Lara esce dallo studio di registrazione e arriva Guido. Io salgo alla control room, lui mi segue e mi si siede accanto. Rivedo la registrazione della lezione, ma la mia testa è altrove.

«Cos’è quell’espressione? Hai bisticciato con Lara?».

Distolgo lo sguardo dal video e mi volto verso di lui. «No, sono arrabbiata con me stessa. Tu non puoi comprendere cosa provo a dover dipendere da te nelle lezioni».

Guido osserva un frammento della registrazione. «Oggi te la sei cavata benissimo senza di me».

Chiudo di scatto la registrazione e mi alzo a guardare dalla vetrata il pianoforte a coda, giù in sala. «La mia vita non migliorerà più: posso solo curarmi e cercare di non peggiorarla». Lui rimane in ascolto.

Non vorrei guardarlo negli occhi ora, ma non sono una vigliacca. «Non voglio la tua compassione, Guido. Perdonami ma io me ne vado».

Ho già la mano sulla maniglia della porta ma lui mi afferra il braccio. «Non ti ho mai compatito, Zoe, ma sai cosa penso? Che sei tu a far andar male le cose perché hai paura di essere felice con me. La tua malattia non centra niente». Mi divincolo e me ne vado: non ce la faccio ad affrontare il suo scomodo silenzio.

Giorni dopo, nella platea del teatro un anziano maestro di musica si avvicina a Lara. «Complimenti signorina. La sua interpretazione è stata la più originale di tutto il concorso: le sue idee mi piacciono».

Lara si porta le mani alle guance infuocate e io sono orgogliosa di lei: non ha vinto a causa dell’ansia, ma il complimento che ha ricevuto vale più di tutto. Una mano mi si posa delicata sulla schiena. «Ottimo lavoro, Zoe. Lara aveva bisogno della tua passione, non delle mie mani».
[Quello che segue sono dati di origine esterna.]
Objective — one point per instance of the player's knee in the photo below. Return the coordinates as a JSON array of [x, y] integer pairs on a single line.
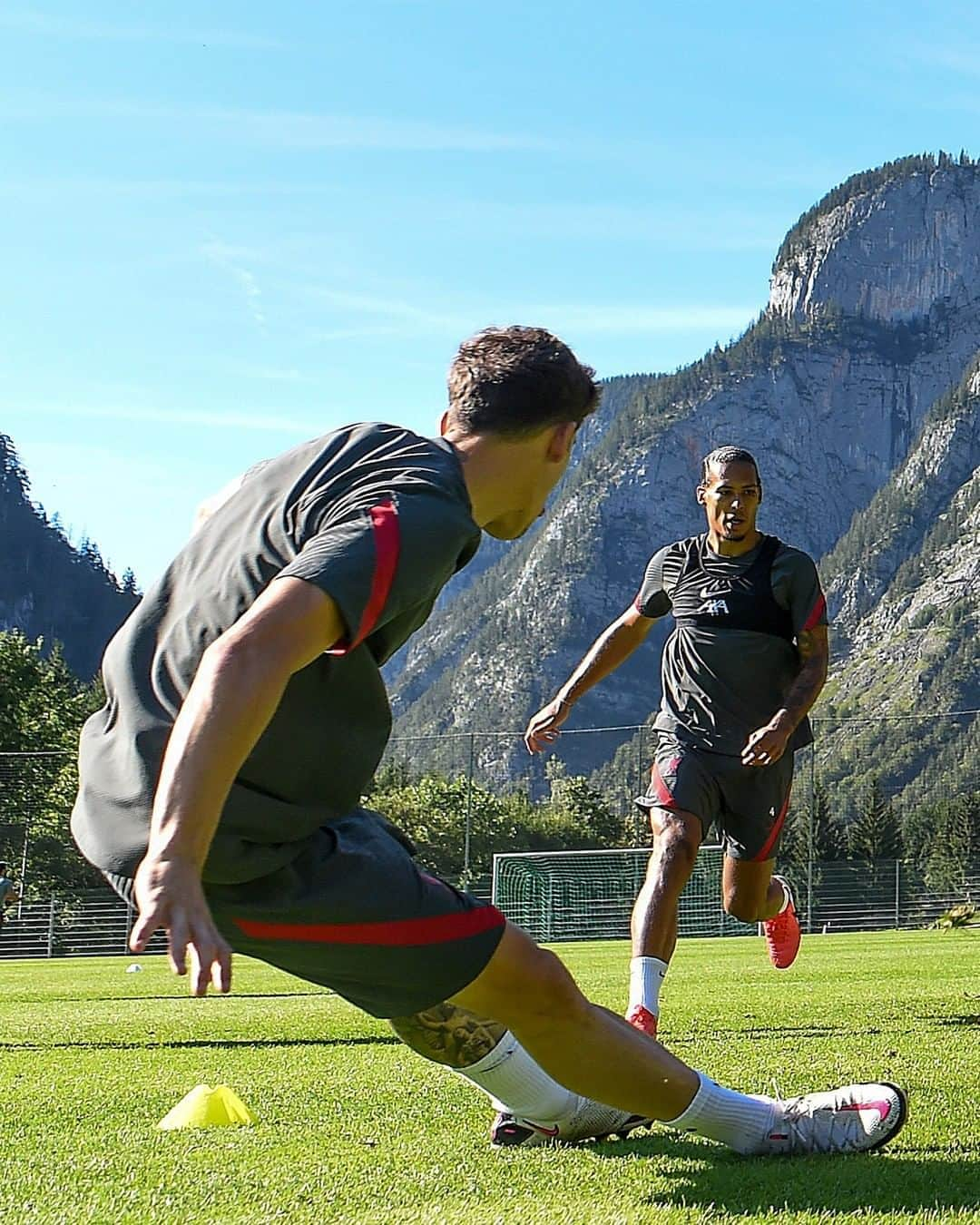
[[741, 906], [676, 838], [549, 994]]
Riconosco la voce di Guido. Mi volto e i nostri occhi rimangono avvinti in un istante saturo di attrazione.

«Ho cercato di dimenticarti, ma non ci riesco. Provo dei sentimenti veri per te, Zoe».

Io sorrido e ho un brivido di desiderio. «Anch’io, Guido. Con il risultato che mi sei mancato ancora di più». Gli sfioro le labbra con le dita, per impedirgli di riprendere a parlare. «Mi sono concentrata sulle mie emozioni e non ho tenuto conto delle tue. Mi sbagliavo a pensare che fossero gli altri a dovermi venire incontro. Dovevo farlo anch’io. Scusami».

Guido mi prende la mano tra le sue e mi sorride. «Io non mi vergogno della tua malattia, come il tuo ex marito. Non vedo differenze tra noi, ma apprezzo le nostre reciproche unicità. Ricominciamo da qui, Zoe?».

Guido ha sciolto tutte le dissonanze d’amore che c’erano nella mia vita. È lui la persona giusta per me perché insieme siamo diventati note che risuonano in piena armonia.